Four years since you posted this reply, browsers still use HTTP/1.1 for websockets. Given the slow trickle of issues referencing this one, HTTP/1 vs HTTP/2 is starting to smell a bit like IPv4 vs IPv6. While we'd prefer to focus on the relatively modern version of a protocol, there are still compelling reasons to continue supporting the old one.

I don't disagree with your point that this should be something low-touch and low-impact, particularly when not opting in. What would it take to get something actually moving towards a solution here? Those of us who have hit this issue are somewhat stuck.

I can think of a whole bunch of options to solve this, with various trade-offs. For example, for my purposes I would be fine if I could look up the original case of the every header key so that I can decide what to send when proxying a request by just mapping the keys to the old case post-processing. I can probably live with the corner case of there being repeated headers pre-normalisation. But, I imagine that wouldn't suffice for other use-cases.

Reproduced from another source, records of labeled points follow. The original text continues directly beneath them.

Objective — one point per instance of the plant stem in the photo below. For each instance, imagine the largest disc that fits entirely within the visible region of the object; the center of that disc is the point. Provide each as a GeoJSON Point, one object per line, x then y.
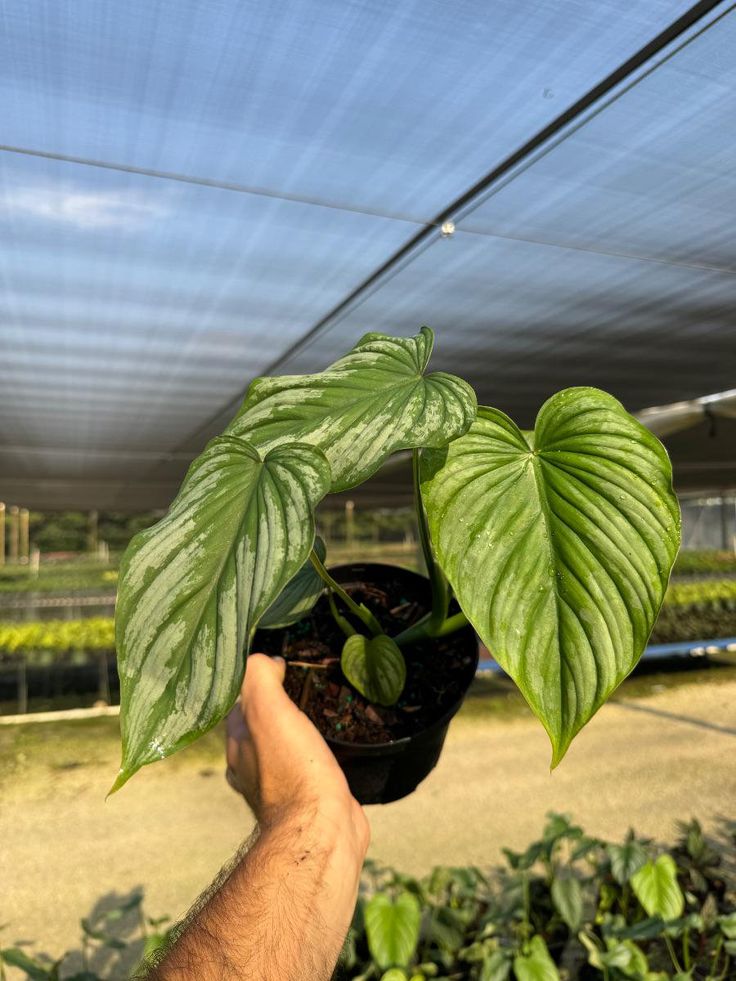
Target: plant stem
{"type": "Point", "coordinates": [422, 629]}
{"type": "Point", "coordinates": [339, 619]}
{"type": "Point", "coordinates": [437, 578]}
{"type": "Point", "coordinates": [360, 611]}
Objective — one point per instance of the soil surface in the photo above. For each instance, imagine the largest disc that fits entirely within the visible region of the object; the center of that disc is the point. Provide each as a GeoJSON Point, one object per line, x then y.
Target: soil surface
{"type": "Point", "coordinates": [438, 672]}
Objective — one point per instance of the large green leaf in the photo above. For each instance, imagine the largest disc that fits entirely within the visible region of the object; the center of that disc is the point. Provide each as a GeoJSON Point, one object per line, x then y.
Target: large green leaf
{"type": "Point", "coordinates": [656, 887]}
{"type": "Point", "coordinates": [369, 404]}
{"type": "Point", "coordinates": [298, 596]}
{"type": "Point", "coordinates": [558, 544]}
{"type": "Point", "coordinates": [567, 897]}
{"type": "Point", "coordinates": [536, 964]}
{"type": "Point", "coordinates": [193, 587]}
{"type": "Point", "coordinates": [392, 929]}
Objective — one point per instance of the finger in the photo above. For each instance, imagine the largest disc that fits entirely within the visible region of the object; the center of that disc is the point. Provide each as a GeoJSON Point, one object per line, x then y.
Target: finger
{"type": "Point", "coordinates": [235, 723]}
{"type": "Point", "coordinates": [263, 673]}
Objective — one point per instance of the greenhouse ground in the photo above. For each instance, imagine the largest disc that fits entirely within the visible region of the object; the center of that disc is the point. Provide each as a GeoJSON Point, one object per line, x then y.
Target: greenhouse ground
{"type": "Point", "coordinates": [662, 750]}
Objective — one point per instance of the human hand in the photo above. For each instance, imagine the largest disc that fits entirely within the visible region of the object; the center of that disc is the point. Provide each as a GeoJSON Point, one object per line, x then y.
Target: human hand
{"type": "Point", "coordinates": [281, 764]}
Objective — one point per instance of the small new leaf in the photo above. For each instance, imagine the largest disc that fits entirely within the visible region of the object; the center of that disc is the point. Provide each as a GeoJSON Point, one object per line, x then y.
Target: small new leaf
{"type": "Point", "coordinates": [375, 666]}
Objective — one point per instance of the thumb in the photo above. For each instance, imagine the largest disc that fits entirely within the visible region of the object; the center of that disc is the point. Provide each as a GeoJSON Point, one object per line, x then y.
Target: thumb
{"type": "Point", "coordinates": [264, 678]}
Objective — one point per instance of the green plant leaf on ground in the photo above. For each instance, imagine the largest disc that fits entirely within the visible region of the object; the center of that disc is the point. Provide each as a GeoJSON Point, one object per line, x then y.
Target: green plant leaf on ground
{"type": "Point", "coordinates": [298, 596]}
{"type": "Point", "coordinates": [567, 897]}
{"type": "Point", "coordinates": [558, 544]}
{"type": "Point", "coordinates": [626, 859]}
{"type": "Point", "coordinates": [194, 585]}
{"type": "Point", "coordinates": [495, 967]}
{"type": "Point", "coordinates": [375, 666]}
{"type": "Point", "coordinates": [369, 404]}
{"type": "Point", "coordinates": [392, 929]}
{"type": "Point", "coordinates": [656, 887]}
{"type": "Point", "coordinates": [535, 964]}
{"type": "Point", "coordinates": [35, 970]}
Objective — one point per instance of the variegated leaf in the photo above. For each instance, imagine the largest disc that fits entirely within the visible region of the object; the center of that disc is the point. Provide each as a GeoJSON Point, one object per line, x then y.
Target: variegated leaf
{"type": "Point", "coordinates": [193, 587]}
{"type": "Point", "coordinates": [558, 544]}
{"type": "Point", "coordinates": [298, 596]}
{"type": "Point", "coordinates": [369, 404]}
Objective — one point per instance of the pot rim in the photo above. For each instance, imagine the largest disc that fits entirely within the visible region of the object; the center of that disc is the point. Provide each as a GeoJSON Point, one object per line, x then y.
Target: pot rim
{"type": "Point", "coordinates": [385, 749]}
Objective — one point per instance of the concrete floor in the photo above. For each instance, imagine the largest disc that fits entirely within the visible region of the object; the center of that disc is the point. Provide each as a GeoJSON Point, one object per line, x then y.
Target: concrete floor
{"type": "Point", "coordinates": [642, 763]}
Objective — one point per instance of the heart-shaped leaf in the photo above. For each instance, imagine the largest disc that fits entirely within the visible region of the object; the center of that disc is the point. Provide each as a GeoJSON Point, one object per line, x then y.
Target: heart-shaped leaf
{"type": "Point", "coordinates": [369, 404]}
{"type": "Point", "coordinates": [298, 596]}
{"type": "Point", "coordinates": [558, 544]}
{"type": "Point", "coordinates": [375, 666]}
{"type": "Point", "coordinates": [656, 887]}
{"type": "Point", "coordinates": [626, 859]}
{"type": "Point", "coordinates": [193, 587]}
{"type": "Point", "coordinates": [535, 964]}
{"type": "Point", "coordinates": [392, 929]}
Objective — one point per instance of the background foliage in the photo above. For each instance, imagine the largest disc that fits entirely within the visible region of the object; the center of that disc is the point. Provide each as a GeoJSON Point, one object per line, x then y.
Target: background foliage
{"type": "Point", "coordinates": [570, 906]}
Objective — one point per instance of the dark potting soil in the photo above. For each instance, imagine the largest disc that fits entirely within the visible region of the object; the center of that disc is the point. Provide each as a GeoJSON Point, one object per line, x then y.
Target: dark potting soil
{"type": "Point", "coordinates": [436, 671]}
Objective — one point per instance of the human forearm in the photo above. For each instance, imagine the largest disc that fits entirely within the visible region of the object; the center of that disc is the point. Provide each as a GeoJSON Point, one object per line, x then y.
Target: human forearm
{"type": "Point", "coordinates": [282, 913]}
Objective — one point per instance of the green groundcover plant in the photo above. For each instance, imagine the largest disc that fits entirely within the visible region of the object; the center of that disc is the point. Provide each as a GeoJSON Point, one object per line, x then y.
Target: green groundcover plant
{"type": "Point", "coordinates": [570, 906]}
{"type": "Point", "coordinates": [556, 542]}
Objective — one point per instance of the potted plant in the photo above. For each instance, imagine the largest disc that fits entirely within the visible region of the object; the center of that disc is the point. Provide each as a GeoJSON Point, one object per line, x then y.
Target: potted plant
{"type": "Point", "coordinates": [554, 545]}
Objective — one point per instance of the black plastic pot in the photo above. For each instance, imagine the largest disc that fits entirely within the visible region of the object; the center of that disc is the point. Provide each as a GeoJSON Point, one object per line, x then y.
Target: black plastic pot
{"type": "Point", "coordinates": [379, 774]}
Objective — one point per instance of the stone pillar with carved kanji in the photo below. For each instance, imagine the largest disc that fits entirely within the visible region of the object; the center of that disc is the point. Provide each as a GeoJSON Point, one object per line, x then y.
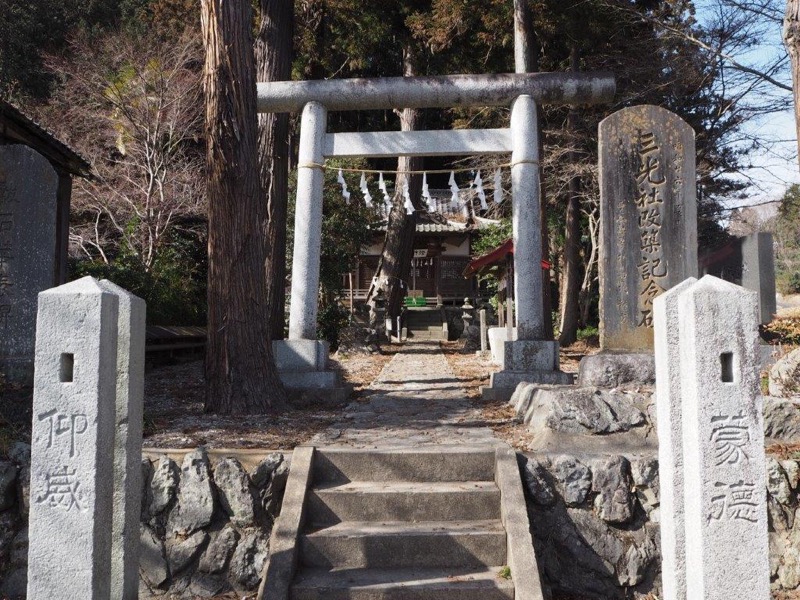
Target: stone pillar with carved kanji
{"type": "Point", "coordinates": [72, 443]}
{"type": "Point", "coordinates": [648, 234]}
{"type": "Point", "coordinates": [28, 264]}
{"type": "Point", "coordinates": [709, 331]}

For what it's worth, I ran into this because a websocket server we're proxying to is doing a case-sensitive lookup of Sec-WebSocket-Key, which ultimately breaks the websocket handshake. We do not have any control over the server, so we can't influence it to do the right thing. We're left with figuring out a way to maintain the case sent by the browser, but http.Server stands in our way.

We could certainly just patch up this particular key, but I'm sure we'll find other instances of this problem, so a general solution feels appropriate.